Utah rumors of evacuees debunked

Officials have issued no criminal citations at Camp Williams

Published: Tuesday, Sept. 27 2005 12:00 a.m. MDT

All the evacuees staying at Camp Williams are expected to move out by today, but the nagging rumors won't leave with them.

It's the same story nationwide, with rampant rumors of violence, looting and shady criminal pasts that just won't die, despite persistent denials by police and other officials.

"I don't know where these rumors are coming from," said Derek Jensen, a Utah Department of Public Safety spokesman. "They are just not true. The evacuees have been cooperative and behaved themselves pretty well while they were here."

They behaved so well that police issued no criminal citations during the evacuees' stay of more than three weeks, Jensen said.

But that won't stop the rumors. E-mails about the Utah evacuees are circulating nationwide, with claims of rape, gang violence and drug sales among the evacuees.

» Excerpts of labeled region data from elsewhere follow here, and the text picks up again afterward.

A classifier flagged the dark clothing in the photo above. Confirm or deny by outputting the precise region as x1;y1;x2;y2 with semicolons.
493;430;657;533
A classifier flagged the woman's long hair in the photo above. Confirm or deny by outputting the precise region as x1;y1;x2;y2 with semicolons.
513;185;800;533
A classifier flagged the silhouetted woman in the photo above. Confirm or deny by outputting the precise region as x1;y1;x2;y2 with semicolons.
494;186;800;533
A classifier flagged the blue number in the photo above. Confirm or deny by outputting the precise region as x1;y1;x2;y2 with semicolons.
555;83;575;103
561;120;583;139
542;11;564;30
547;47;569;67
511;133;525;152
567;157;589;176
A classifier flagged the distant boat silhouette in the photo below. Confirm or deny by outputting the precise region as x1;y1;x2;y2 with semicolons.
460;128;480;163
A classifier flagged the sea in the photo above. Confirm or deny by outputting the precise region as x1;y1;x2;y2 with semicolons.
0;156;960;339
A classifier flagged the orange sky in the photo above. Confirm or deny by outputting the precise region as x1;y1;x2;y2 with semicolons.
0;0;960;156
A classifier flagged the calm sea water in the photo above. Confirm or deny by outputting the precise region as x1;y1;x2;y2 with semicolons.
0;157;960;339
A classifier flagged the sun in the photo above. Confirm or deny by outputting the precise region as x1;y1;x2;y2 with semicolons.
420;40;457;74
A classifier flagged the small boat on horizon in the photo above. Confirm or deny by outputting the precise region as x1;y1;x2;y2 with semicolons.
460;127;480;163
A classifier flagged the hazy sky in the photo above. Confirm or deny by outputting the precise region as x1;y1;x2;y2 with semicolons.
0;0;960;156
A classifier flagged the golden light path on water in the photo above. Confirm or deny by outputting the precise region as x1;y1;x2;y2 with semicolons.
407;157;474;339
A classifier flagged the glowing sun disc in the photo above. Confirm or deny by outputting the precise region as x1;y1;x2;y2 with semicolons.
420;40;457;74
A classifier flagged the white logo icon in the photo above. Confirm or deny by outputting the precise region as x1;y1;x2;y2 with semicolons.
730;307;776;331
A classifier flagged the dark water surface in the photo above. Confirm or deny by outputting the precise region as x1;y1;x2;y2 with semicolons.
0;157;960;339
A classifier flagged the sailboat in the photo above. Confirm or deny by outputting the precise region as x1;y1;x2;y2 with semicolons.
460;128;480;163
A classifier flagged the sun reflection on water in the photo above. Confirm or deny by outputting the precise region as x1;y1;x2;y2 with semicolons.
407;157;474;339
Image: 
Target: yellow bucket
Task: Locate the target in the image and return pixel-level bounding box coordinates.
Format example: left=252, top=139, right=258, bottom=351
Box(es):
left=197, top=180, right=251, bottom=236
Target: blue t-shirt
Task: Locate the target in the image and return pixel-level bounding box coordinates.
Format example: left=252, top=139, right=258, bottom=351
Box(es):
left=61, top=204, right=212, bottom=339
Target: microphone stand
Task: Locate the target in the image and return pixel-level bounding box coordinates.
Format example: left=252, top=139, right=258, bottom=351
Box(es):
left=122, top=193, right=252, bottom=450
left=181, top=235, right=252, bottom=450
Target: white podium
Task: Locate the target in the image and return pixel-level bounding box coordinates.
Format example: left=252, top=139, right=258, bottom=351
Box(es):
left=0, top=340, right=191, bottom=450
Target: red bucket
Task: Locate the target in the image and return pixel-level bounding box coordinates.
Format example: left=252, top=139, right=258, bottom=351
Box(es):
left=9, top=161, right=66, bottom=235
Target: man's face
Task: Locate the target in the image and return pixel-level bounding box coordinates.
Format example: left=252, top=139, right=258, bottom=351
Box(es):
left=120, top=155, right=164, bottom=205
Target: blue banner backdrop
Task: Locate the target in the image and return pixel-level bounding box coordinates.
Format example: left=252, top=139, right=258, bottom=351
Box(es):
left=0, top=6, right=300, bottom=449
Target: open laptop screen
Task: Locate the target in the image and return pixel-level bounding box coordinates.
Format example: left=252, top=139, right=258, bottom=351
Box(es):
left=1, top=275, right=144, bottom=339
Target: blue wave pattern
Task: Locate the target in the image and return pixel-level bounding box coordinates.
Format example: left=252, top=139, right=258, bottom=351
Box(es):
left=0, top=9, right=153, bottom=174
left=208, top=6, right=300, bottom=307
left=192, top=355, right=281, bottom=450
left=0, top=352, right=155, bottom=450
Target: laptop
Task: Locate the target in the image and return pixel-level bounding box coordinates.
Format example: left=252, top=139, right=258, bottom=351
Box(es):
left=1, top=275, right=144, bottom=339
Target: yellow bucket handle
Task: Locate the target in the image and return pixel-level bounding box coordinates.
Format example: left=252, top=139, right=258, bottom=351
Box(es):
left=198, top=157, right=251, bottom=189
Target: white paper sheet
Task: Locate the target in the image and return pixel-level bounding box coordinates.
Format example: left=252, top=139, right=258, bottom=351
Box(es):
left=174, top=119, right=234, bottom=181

These alleged criminal acts seem to get bigger and more elaborate every day as the e-mails are forwarded to the next in-box.

"Essentially ever since the evacuees got here, I have heard 20 different versions of what's out there and what has been going on out there," Paul Murphy, spokesman for the Utah Attorney General's Office, said of the rumors about Camp Williams.

These rumors should be expected after such an unusual event, said Michael Lindell of the Hazard Reduction and Recovery Center at Texas A&M University.

People don't know what to expect when a large group of strangers comes to town. Often, rumors of bad behavior accompany feelings of uncertainty, he said. "Clearly race has something to do with it," Lindell said.

As one evacuee told a Utah Air National Guardsman shortly after arriving in the Salt Lake Valley, "It sure is white here."

Sixty-seven percent of New Orleans residents are black while only 1.9 percent of Salt Lake City's population is black, according to the U.S. Census Bureau.

"Because Utah is such a white state, there are a lot of people that have only had contacts with blacks through the media, and frankly the depictions of blacks in the media is not particularly favorable," Lindell said.

"It's not perfectly rational, it certainly isn't fair, but it happens," he said of the rumors.

Even Utah Attorney General Mark Shurtleff fell victim to some of the rumors, saying on a local radio call-in show that there were "several dozen" convicted murderers living at Camp Williams.